Após sair do banho, encontrei minha mãe tomando café, e então fui acometido a uma lembrança de infância. Lembrei que ela sempre tomava café antes do almoço, e fiquei surpreso ao ver que ela ainda mantinha esse costume. Mas algo além do hábito dela me chamou atenção. A expressão dela. Ela estava com uma expressão vazia no rosto. A xícara ia até seus lábios e voltava a pousar na mesa repetidas vezes, mas sua expressão continuava a mesma. Vazia. Como se fosse algum robô programado para fazer aquilo no modo automático. E então percebi o quanto ela devia estar se sentindo a falta de meu pai. Há quanto tempo ela não devia sair de casa? O dia estava tão bonito... O que custava levá-la para passear por aí em volta da cidade? Um pouco de diversão não mata ninguém, ao contrário de ficar só em casa tomando café... E acho que até mesmo eu precisava sair um pouco. Eu estava na mesma cidade, mas ao mesmo tempo numa nova cidade. Eu precisava conhecer tudo de novo que a cidade tinha para me oferecer.

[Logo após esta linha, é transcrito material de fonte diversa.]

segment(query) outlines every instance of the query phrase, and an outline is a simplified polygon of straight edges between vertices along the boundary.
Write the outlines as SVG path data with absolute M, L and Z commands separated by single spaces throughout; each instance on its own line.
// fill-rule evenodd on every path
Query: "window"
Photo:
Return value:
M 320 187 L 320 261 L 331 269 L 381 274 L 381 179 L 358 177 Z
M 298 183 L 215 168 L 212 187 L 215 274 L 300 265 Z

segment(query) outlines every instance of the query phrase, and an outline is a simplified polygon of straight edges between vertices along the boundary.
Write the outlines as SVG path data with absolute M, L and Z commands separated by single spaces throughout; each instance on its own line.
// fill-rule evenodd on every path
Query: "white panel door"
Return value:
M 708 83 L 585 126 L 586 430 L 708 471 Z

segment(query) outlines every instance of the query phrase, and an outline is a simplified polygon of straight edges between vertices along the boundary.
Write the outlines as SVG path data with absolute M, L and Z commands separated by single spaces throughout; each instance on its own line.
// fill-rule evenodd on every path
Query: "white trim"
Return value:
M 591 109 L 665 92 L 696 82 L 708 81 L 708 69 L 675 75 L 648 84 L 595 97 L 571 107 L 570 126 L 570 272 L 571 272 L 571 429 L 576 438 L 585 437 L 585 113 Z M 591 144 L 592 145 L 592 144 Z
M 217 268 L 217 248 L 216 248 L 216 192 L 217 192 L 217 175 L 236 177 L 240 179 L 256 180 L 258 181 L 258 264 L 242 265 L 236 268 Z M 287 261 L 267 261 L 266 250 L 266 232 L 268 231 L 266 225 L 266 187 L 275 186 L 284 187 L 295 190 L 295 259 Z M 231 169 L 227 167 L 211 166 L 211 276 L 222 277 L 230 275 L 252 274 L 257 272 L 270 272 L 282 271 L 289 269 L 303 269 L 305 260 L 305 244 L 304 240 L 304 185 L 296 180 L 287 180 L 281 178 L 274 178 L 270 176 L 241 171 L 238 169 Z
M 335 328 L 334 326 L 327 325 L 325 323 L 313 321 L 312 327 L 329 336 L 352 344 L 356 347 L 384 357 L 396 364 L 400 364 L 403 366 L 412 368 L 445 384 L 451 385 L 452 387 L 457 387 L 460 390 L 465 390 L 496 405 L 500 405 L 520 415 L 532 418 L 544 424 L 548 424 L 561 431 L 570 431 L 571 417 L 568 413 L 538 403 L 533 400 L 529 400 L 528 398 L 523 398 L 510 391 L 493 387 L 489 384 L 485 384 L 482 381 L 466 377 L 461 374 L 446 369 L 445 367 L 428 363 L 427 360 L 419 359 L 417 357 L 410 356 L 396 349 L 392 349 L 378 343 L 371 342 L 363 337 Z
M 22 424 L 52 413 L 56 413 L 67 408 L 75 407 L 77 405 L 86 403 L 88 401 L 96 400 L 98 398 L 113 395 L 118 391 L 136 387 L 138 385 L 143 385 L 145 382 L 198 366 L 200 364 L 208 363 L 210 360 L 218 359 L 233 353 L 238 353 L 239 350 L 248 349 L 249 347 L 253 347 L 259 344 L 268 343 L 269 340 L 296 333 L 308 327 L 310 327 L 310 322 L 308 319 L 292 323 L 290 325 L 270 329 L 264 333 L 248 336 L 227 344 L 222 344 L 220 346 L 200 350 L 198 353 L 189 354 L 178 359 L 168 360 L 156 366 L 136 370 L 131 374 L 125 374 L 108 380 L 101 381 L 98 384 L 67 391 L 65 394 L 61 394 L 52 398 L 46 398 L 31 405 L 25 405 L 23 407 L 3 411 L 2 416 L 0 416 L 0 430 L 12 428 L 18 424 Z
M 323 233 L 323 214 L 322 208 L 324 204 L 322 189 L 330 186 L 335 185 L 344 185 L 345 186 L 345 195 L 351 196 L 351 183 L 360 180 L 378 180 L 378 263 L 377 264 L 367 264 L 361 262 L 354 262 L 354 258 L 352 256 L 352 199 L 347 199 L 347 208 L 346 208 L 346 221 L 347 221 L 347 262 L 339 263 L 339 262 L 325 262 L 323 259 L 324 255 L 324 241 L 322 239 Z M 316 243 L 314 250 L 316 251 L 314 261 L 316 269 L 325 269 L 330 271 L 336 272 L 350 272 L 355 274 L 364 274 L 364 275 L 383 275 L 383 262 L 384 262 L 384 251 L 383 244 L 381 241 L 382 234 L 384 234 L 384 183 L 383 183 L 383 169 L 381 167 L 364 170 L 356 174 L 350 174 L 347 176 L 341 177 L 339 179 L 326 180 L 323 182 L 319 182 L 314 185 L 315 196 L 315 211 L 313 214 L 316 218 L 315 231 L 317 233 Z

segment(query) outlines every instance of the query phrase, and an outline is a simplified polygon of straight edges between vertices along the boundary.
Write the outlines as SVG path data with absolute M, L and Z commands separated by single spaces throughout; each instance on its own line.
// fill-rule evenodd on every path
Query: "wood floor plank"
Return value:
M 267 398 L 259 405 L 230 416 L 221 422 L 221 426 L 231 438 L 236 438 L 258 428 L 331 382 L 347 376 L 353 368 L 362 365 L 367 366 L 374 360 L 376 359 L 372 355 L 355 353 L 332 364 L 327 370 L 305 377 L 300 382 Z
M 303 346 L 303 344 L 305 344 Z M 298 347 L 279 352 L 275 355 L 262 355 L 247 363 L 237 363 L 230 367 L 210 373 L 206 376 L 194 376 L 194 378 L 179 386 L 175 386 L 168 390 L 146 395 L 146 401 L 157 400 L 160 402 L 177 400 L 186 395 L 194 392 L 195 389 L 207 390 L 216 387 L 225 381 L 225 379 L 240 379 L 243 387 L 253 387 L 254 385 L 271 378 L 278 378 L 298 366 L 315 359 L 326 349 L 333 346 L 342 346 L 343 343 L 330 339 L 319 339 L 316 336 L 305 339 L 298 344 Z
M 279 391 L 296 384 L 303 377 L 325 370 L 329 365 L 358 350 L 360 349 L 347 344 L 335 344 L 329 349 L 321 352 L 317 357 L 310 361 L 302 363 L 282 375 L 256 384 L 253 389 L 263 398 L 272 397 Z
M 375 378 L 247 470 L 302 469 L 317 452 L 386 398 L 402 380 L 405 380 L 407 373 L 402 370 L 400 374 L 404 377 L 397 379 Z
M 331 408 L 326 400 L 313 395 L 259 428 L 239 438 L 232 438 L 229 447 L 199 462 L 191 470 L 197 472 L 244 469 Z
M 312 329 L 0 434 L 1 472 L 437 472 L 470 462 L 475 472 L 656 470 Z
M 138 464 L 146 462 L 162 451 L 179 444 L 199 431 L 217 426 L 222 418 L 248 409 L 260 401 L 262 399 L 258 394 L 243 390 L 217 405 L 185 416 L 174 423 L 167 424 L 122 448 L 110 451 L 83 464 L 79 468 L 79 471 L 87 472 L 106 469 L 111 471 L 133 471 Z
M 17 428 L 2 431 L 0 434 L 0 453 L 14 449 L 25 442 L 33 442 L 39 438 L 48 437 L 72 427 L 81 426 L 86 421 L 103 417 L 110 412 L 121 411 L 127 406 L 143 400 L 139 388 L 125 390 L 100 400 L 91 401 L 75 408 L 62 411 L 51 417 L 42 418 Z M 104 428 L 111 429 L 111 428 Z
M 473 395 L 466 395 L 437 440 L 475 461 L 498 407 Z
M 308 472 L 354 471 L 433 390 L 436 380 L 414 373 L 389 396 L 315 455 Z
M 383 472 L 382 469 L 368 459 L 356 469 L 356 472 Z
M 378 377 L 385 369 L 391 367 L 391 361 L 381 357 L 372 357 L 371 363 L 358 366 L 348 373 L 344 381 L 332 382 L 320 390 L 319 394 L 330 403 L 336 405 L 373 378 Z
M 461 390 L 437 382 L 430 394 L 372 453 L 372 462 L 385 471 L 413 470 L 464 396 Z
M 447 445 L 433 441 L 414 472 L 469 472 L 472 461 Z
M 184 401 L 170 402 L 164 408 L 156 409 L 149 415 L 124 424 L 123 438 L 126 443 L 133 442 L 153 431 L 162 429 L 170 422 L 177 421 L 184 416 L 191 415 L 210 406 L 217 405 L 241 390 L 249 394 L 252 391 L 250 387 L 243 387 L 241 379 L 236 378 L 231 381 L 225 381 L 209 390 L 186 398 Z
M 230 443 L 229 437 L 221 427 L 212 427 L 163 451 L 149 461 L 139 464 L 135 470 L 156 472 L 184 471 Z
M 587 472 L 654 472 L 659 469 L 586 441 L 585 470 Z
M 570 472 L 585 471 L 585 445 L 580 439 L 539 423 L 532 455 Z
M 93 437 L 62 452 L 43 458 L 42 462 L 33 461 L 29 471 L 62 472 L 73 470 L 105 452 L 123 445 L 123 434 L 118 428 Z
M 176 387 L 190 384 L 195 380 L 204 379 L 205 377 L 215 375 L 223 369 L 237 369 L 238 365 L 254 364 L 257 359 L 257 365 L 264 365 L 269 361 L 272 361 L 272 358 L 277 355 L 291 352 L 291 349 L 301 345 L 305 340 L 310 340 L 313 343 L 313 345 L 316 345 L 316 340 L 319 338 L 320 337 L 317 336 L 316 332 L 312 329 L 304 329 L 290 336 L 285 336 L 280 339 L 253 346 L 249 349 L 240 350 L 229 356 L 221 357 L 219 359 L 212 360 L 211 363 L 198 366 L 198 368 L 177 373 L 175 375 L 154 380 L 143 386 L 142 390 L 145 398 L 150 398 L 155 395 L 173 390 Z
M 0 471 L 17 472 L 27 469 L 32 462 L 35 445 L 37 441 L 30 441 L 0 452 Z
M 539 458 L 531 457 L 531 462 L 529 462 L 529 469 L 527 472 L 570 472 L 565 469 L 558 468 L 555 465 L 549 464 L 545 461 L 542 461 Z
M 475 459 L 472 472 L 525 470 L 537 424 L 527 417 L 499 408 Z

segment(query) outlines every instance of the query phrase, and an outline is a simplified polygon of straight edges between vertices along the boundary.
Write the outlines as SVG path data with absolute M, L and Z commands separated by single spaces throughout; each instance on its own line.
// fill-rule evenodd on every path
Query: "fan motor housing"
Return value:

Agora só restava convencer minha mãe a vir comigo.
- Mãe? - a chamei com cuidado para não assusta-la.
Aos poucos ela pareceu ter notado minha presença e ter despertado do transe.
- Oi, meu filho! Está com fome? O almoço já está pronto há um bom tempo, mas eu não quis te acordar. Você estava dormindo tão profundamente... - ela puxou uma cadeira para que eu pudesse sentar.
Também notei que ela não tinha perdido outro costume, ela continuava me mimando como se eu ainda tivesse sete anos. Mas não posso negar que no fundo eu sentia saudade desse carinho de mãe.
- Estou, sim, mãe - respondi sorrindo.
Logo ela voltou trazendo minha comida favorita, novamente me acometendo a lembranças de minha infância. Ela preparou o seu famoso Macarrão com salsicha, e como se não bastasse ela trouxe um copo cheinho de suco de maracujá. Como eu senti falta desse mimo...
Estava realmente tudo muito delicioso, nada melhor do que nossa comida favorita acompanhada do nosso suco favorito. Mas meu foco naquele momento era outro: tirar minha mãe de casa para um passeio.
- Mãe... - comecei devagar. - Eu vi na televisão que inauguraram uma nova praça não muito longe daqui... O que a senhora acha de me acompanhar num passeio?
- Não, obrigada! - negou prontamente, me deixando até meio atordoado.
- Por que não? A senhora não saiu de casa desde que voltei. A senhora merece se divertir um pouco - tentei argumentar.
- Porque não, Lucas. Eu não quero - ela pareceu ter se aborrecido.
E quando ela me chama de Lucas é porque o negócio tá sério... Mas no fundo eu sabia o porquê dela estar assim. A morte do meu pai com certeza a afetou profundamente e talvez fosse isso que a deixou, assim, tão relutante para sair de casa. Eu não podia deixar aquilo continuar. Já que a culpa de tudo isso estar acontecendo era minha, eu precisava fazer algo...
- Não, mãe. Não aceito seu não como resposta. A senhora precisa passear e a senhora vai passear comigo. A senhora tem uma hora para se arrumar e se não estiver pronta até lá, vou te levar do jeito que estiver - então cruzei os braços e me joguei no sofá. Provavelmente fiquei parecendo um garotinho fazendo birra quando quer algo. Mas se para tirar minha mãe de casa eu precisava parecer uma criança mimada e imatura, não me importaria em prestar esse papel.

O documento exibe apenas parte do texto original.